The ten year lease will contribute an average net rental income of EUR507,000 per annum. The basic rent is EUR13.8 per sqm per month with
additional annual charges to the tenant of 3% fixed indexation and 8% for facility management. The required investment is approximately EUR1
million. The average rent per sqm per month of this property prior to the new lease was EUR8.3.
Furthermore, the Company has leased an additional 9,000 sqm in its Osram Hofe property in Berlin.
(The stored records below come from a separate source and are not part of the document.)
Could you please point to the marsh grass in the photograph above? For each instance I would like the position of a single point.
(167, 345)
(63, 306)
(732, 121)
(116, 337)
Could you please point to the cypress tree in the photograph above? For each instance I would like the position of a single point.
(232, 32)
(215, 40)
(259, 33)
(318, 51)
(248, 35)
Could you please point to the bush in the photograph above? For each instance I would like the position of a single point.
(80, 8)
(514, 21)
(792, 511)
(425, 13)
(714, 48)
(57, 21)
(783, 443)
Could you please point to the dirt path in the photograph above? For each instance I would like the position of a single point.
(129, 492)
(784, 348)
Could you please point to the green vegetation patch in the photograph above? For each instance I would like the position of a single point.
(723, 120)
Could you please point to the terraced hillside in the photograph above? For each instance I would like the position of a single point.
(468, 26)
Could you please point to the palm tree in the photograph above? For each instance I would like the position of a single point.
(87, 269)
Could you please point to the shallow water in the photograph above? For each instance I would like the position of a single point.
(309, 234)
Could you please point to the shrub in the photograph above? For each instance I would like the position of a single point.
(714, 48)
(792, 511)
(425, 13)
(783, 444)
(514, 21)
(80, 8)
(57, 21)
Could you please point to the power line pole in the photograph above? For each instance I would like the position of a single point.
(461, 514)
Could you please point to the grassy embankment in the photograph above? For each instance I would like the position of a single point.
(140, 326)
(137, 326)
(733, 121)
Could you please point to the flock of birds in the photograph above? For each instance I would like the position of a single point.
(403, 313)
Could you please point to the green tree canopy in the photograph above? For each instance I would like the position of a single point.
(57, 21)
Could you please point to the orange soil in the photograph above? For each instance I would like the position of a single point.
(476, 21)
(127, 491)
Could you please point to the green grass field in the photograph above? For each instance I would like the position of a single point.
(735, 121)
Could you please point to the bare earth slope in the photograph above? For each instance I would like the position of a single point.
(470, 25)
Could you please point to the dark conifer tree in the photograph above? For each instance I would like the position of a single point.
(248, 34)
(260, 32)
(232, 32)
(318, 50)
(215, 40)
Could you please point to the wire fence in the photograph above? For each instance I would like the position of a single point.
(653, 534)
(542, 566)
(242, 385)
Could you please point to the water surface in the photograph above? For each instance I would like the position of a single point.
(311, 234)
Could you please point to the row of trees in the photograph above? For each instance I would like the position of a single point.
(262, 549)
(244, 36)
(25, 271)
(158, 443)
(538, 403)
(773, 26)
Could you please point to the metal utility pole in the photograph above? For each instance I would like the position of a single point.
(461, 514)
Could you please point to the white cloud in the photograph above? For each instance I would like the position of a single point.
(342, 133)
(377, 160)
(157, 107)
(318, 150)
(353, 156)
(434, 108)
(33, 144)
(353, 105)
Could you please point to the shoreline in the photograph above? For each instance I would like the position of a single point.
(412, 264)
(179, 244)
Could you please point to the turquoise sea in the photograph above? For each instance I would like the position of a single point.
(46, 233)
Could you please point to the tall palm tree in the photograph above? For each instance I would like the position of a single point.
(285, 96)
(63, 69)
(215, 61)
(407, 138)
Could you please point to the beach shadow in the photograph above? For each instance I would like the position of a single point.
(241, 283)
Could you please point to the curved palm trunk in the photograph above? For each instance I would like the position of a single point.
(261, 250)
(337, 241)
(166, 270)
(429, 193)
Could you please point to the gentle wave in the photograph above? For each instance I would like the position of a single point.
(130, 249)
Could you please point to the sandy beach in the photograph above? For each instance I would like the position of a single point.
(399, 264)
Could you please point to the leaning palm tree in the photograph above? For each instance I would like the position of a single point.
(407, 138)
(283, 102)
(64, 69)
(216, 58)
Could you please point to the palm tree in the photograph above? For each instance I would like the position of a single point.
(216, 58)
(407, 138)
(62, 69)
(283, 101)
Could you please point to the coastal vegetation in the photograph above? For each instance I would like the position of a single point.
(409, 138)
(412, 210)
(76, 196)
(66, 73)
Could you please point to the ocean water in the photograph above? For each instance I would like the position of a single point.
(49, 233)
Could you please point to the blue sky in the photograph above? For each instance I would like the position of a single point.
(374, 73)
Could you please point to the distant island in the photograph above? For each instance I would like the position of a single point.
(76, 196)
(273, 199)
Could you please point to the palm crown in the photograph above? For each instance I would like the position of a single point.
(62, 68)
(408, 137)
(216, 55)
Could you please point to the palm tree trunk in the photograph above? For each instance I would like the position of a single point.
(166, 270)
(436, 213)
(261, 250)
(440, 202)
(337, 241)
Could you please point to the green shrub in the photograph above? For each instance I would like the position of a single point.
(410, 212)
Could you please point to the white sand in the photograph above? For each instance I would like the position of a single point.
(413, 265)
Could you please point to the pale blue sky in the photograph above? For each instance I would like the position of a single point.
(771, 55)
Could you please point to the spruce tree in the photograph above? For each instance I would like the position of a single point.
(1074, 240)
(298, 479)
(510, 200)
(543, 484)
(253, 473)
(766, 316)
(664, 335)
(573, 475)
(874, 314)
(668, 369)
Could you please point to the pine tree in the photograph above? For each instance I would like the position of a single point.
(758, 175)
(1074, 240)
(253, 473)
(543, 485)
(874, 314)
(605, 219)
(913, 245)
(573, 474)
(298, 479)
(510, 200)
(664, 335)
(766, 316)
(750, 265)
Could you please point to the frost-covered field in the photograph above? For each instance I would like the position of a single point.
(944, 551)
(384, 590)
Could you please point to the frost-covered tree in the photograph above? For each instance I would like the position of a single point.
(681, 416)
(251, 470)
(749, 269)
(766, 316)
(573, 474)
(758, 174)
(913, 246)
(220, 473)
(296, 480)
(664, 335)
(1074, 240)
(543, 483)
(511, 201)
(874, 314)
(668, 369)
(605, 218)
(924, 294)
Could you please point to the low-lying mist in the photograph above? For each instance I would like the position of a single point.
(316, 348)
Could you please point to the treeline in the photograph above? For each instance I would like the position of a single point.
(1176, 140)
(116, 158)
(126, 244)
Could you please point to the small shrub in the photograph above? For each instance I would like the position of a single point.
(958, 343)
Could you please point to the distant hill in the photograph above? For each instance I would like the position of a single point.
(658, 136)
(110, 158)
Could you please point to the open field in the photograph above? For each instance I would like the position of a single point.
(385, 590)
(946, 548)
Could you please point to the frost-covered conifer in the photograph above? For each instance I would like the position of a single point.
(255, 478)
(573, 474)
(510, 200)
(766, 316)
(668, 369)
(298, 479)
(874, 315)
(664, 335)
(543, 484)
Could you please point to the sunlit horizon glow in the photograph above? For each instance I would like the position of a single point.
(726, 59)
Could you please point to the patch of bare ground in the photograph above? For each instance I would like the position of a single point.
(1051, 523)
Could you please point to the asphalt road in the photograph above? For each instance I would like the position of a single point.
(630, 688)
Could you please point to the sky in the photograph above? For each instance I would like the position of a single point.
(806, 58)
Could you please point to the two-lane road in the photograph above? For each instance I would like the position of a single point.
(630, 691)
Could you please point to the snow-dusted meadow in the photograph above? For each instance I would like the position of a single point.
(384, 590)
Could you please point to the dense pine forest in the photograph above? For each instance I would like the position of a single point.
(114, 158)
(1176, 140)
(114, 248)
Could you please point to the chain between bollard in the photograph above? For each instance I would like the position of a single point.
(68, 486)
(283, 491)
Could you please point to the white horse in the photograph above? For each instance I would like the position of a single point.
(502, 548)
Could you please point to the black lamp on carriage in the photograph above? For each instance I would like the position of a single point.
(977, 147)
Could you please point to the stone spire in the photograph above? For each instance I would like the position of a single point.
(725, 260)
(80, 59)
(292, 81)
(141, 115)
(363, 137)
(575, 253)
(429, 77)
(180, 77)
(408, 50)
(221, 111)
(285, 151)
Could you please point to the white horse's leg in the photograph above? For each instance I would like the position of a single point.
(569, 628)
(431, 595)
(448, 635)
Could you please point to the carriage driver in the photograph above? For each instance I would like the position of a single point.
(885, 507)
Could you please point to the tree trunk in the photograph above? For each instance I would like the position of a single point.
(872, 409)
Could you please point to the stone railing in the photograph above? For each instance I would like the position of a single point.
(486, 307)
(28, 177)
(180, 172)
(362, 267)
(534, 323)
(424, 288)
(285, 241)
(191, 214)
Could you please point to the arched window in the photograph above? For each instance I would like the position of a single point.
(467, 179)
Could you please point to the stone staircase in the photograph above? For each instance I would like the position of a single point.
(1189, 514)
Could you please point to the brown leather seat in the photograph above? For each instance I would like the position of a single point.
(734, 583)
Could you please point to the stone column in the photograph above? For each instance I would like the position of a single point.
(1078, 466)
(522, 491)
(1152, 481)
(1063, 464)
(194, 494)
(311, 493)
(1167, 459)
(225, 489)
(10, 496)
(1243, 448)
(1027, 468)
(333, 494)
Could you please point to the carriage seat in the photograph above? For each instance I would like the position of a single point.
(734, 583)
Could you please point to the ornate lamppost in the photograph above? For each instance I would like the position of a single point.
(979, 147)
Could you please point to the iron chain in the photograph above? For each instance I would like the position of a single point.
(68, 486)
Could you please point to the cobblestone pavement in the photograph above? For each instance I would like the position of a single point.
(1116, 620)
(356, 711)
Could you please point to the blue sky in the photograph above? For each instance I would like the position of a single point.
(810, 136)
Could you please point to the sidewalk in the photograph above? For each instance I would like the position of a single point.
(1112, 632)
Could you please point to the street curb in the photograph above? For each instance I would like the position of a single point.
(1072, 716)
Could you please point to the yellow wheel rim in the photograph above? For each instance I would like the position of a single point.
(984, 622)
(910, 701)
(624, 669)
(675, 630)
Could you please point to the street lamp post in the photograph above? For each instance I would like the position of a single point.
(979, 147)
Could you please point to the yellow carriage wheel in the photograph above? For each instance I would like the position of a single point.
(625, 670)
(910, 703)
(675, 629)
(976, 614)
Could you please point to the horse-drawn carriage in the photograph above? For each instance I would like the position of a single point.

The new lease agreement with the
Berlin State hospital is for an average term of 6.5 years for approximately EUR1.1 million per annum, of which EUR0.9 million is net rental
income and EUR0.2 million is derived from a saving of void costs.
The basic rent is EUR8.5 per sqm per month with additional annual charges to the tenant for indexation and facility management. The
required investment in adjusting the property for the tenant's use is marginal. The average rent per sqm per month of this property prior to
the new lease was EUR6.3.
Together with additional lettings in this property, total vacancy has been reduced from 30,000 sqm to 17,000 sqm, which represent 28%
vacancy compared to a 50% rate when the Company acquired this property as part of the Deutsche RE portfolio. The result is a 65% increase of
the original net operating income attributed to this property.
NOTE 10:
A copy of this statement was sent to all Shareholders on the share register as at 23 September 2008. Further copies are available from
the Company's registered office or can be downloaded from the Company's website: http://www.summitgermany.co.uk
NOTE 11:
The half-yearly results were approved at a meeting of the Board of Directors held on 22 September 2008.